Olympic champion figure skater Evan Lysacek (right) took to Twitter over the weekend to make a bigoted joke about fellow skater Johnny Weir's gender. Then he went the classy route — by claiming he was hacked.
Here's the initial Twitter exchange between 2010 figure skating gold medalist Lycasek and a fan:
Uh, the verdict is never out on anyone's gender. One's gender identity is what they say it is, period, full stop, end of story. Any argument to the contrary is pure bigoted bullshit. Weir has vocally and repeatedly identified himself as male. That Lysacek would publicly mock and question Weir's gender identity is disgusting and unforgivable. And it's not coincidental that this is about Weir, who receives a disturbing amount of scrutiny and gender-policing because he does not conform to "approved" heteronormatively masculine standards and because he is queer [ed: Weir is not openly gay]. This comment is a hurtful not just to Weir, but to every fan of his who is a member of the LBGTQI community or an ally. Hell, this comment is hurtful to everyone.

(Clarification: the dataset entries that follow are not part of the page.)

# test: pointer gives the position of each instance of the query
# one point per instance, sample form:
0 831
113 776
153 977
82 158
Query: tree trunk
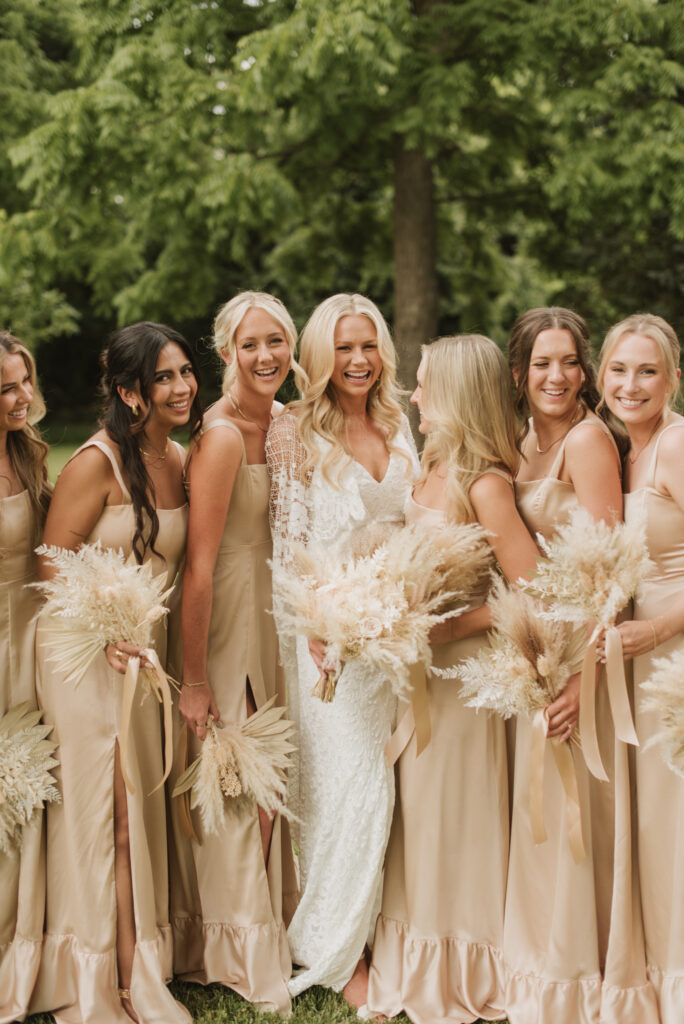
416 293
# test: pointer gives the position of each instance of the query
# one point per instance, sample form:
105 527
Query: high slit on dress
78 978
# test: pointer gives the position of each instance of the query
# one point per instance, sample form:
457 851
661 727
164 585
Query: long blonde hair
468 404
27 450
655 328
228 318
318 414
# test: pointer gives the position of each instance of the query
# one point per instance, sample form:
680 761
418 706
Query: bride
340 458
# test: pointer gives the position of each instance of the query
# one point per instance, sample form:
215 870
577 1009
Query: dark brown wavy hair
27 450
520 345
129 361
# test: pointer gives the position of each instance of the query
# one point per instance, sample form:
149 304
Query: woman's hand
317 650
196 705
638 636
562 714
118 654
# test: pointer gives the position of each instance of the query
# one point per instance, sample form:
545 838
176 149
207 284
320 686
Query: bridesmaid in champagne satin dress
25 495
639 375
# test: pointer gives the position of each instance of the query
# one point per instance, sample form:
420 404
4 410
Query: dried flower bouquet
379 601
241 766
96 598
26 763
666 695
528 662
590 572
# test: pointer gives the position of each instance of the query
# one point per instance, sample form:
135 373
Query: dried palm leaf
26 762
666 689
591 569
241 766
97 597
379 600
528 660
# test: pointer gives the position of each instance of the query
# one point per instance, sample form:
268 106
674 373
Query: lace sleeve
288 507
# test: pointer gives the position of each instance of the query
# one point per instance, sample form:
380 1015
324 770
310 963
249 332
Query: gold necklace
236 406
155 456
558 439
643 446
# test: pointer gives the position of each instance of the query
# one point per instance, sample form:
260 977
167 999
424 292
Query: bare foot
355 990
125 996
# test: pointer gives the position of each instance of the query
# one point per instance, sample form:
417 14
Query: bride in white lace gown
342 458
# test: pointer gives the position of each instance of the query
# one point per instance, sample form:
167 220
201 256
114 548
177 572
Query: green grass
215 1005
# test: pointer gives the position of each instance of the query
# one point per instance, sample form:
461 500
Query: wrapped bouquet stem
525 668
590 572
379 601
97 597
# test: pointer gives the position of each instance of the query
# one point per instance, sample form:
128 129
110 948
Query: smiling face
15 392
555 376
262 352
636 383
357 361
173 389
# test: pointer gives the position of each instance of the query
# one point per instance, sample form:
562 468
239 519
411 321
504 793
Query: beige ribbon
617 694
160 687
183 799
565 766
415 719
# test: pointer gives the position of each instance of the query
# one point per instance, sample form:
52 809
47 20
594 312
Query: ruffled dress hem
82 987
250 960
437 980
530 999
19 961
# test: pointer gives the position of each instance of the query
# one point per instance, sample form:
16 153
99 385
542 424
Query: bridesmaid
230 929
108 941
572 938
639 376
25 495
437 949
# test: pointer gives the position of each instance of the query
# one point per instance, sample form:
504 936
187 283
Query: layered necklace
575 418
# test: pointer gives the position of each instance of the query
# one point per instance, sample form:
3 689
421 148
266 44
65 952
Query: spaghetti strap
651 469
505 475
226 423
595 421
113 460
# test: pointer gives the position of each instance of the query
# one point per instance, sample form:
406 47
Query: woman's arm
213 468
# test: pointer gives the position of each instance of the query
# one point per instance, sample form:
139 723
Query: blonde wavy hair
466 398
230 315
318 413
27 450
655 328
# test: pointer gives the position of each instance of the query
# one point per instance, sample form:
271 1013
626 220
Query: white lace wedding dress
343 791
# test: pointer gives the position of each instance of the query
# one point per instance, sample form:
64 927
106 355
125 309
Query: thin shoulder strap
226 423
651 469
113 460
596 422
505 475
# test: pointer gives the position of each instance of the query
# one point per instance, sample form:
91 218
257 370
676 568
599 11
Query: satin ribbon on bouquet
416 719
617 695
159 684
563 759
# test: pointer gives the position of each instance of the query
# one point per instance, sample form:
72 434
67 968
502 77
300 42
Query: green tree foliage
166 154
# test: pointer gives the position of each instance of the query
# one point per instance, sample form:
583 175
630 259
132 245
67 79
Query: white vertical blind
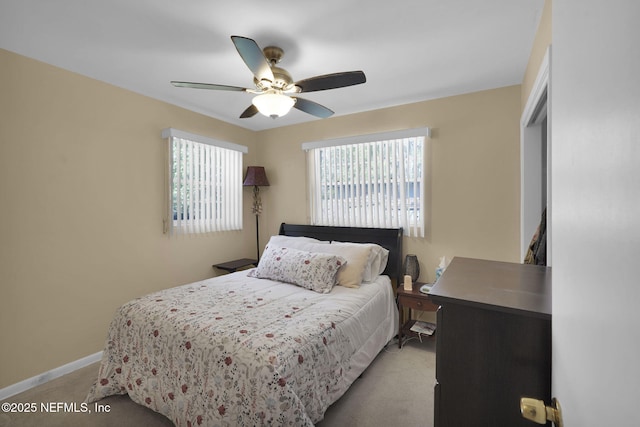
374 183
205 184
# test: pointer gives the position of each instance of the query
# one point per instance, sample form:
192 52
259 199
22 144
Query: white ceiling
410 50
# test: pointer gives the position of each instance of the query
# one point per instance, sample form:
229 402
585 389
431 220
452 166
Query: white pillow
376 263
310 270
357 256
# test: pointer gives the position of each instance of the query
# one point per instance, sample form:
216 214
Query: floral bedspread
229 351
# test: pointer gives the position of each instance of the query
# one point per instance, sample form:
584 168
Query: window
369 181
204 190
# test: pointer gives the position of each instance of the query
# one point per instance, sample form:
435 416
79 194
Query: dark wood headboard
388 238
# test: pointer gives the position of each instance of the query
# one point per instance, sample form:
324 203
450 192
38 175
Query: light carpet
396 389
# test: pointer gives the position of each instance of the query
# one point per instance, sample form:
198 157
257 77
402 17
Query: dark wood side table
233 266
413 300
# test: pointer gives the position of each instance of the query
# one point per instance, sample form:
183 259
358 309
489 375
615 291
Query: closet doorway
535 162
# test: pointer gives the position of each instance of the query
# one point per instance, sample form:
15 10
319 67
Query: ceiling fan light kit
273 85
273 104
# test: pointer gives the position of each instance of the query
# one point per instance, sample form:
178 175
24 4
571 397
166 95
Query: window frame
414 227
216 204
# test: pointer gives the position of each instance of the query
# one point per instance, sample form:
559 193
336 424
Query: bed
248 348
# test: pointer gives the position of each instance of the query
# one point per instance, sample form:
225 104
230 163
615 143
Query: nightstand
232 266
413 300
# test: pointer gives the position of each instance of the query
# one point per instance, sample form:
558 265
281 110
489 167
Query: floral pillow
311 270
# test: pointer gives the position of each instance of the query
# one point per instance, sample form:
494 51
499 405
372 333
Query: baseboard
32 382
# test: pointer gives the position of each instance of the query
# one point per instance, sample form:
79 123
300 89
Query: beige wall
81 184
474 159
81 181
540 44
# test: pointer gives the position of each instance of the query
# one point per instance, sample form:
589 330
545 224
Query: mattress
238 350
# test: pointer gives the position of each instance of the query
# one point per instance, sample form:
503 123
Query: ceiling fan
274 86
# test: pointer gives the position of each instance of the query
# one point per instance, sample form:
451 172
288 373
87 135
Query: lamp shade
256 176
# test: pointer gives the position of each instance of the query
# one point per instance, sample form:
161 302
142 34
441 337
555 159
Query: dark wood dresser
493 342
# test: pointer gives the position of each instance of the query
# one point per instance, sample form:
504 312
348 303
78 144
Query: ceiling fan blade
249 112
312 108
332 81
254 58
208 86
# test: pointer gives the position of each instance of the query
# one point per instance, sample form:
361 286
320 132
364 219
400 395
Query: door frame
532 158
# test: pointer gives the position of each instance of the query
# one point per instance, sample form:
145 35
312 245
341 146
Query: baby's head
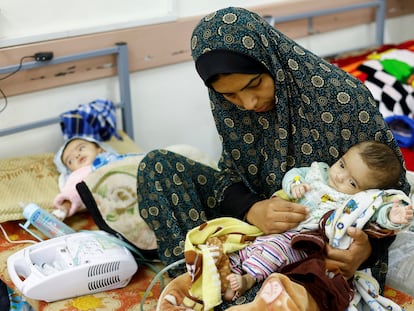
366 165
78 152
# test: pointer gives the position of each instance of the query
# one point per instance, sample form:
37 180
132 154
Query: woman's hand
276 215
349 260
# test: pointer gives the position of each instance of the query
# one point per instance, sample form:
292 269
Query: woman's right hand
276 215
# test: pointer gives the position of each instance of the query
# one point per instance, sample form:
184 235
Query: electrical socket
43 56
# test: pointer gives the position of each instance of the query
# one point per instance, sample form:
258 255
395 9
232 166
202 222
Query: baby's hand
299 190
401 213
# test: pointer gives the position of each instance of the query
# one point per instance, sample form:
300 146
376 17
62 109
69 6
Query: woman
276 106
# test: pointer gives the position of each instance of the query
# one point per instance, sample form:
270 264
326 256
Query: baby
364 167
75 160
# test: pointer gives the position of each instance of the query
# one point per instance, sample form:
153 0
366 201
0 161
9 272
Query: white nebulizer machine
71 265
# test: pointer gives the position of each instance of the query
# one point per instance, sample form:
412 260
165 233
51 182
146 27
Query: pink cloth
69 192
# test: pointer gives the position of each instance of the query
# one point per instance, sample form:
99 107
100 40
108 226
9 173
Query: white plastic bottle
45 222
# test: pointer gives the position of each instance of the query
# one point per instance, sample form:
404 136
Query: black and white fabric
393 97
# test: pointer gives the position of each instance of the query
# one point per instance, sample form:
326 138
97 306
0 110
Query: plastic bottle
45 222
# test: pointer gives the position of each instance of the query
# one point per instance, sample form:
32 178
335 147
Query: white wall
170 104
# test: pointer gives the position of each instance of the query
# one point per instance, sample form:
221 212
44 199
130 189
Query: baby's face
80 153
350 174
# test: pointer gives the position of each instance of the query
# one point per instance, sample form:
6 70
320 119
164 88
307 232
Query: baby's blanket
205 252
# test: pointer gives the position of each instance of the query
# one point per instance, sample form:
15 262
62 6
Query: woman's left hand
349 260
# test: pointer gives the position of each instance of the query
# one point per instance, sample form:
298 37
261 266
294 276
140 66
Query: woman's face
249 91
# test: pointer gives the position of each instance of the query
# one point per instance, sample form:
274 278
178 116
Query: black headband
217 62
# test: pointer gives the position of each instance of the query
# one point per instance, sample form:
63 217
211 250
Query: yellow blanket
205 252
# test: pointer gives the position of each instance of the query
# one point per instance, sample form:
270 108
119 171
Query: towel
205 252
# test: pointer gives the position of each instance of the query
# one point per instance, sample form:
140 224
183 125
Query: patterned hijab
321 111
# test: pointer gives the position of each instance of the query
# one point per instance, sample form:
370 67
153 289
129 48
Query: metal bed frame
380 5
120 50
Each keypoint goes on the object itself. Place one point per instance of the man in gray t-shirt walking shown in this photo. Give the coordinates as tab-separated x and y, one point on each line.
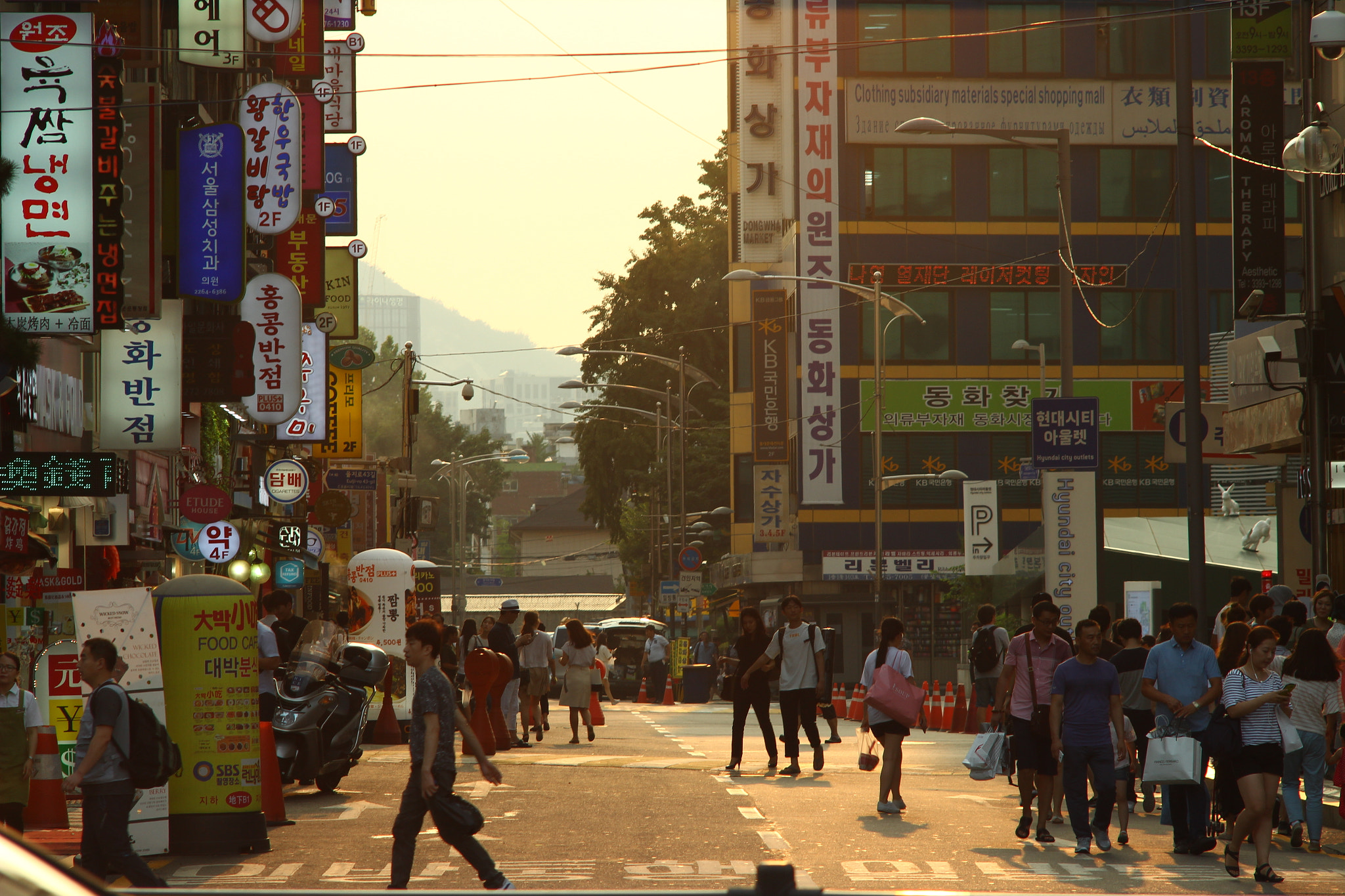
101	752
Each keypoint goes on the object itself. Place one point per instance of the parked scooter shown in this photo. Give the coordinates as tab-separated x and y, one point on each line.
323	704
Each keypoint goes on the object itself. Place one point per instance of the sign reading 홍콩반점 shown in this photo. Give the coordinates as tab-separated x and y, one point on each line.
46	131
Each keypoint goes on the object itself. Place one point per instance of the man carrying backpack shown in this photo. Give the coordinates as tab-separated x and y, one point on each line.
989	647
101	752
801	652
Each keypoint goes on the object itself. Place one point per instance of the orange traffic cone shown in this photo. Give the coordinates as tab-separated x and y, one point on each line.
272	796
959	711
46	807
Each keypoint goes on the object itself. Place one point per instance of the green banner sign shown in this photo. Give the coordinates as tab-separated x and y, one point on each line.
982	406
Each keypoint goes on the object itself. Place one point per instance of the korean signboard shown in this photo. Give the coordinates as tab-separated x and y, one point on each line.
770	373
271	304
820	254
900	566
271	120
764	127
47	129
340	72
1258	191
210	33
341	190
210	213
310	423
141	399
1066	435
771	501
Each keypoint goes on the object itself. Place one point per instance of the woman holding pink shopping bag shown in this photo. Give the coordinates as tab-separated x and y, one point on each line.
888	677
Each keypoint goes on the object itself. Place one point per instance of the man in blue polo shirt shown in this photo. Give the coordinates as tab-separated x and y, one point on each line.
1181	676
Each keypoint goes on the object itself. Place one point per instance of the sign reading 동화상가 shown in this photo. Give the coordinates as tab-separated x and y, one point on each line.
46	129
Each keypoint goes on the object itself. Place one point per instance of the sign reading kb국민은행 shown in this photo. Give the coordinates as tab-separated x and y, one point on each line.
46	131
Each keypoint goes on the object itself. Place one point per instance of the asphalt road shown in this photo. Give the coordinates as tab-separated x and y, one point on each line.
648	805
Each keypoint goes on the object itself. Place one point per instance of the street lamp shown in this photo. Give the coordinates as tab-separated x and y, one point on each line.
1063	178
898	309
1024	345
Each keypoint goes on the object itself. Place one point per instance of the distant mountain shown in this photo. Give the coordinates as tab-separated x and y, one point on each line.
460	345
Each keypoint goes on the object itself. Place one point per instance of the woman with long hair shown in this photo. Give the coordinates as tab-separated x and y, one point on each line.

Lysacek seemed to realize this, but instead of simply apologizing, he first tried to distract followers by talking about a Twitter impostor posing as him (the offensive tweet was clearly from his official account), and then claiming his account had been hacked. I'm not buying that a hacker wrote the Johnny Weir tweet, especially since, as Gender Test THIS points out, it appeared right before some innocuous tweets about birthday wishes and lunches with friends. More likely: Lysacek said something homophobic and transphobic, and then tried to cover it up with various lame excuses.
Weir has worked against the exact kind of gender-identity bigotry Lysacek espoused — as Slate's Bedford Hope wrote, he once gave a motivational speech at a camp for gender-variant and transgender kids. Weir told them,
I've fallen. I've screwed up. The thing is just sparkle so much that nobody notices. Yeah, that's it. Sparkle! We've got to sparkle!
Unfortunately, there are still those who take said "sparkle" as an excuse to be an asshole, and who think of gender as something that should be policed from the outside. Weir sets an example to kids everywhere, showing that they can construct their own identities creatively and joyfully — it's truly sad that Lysacek chose to send the opposite message.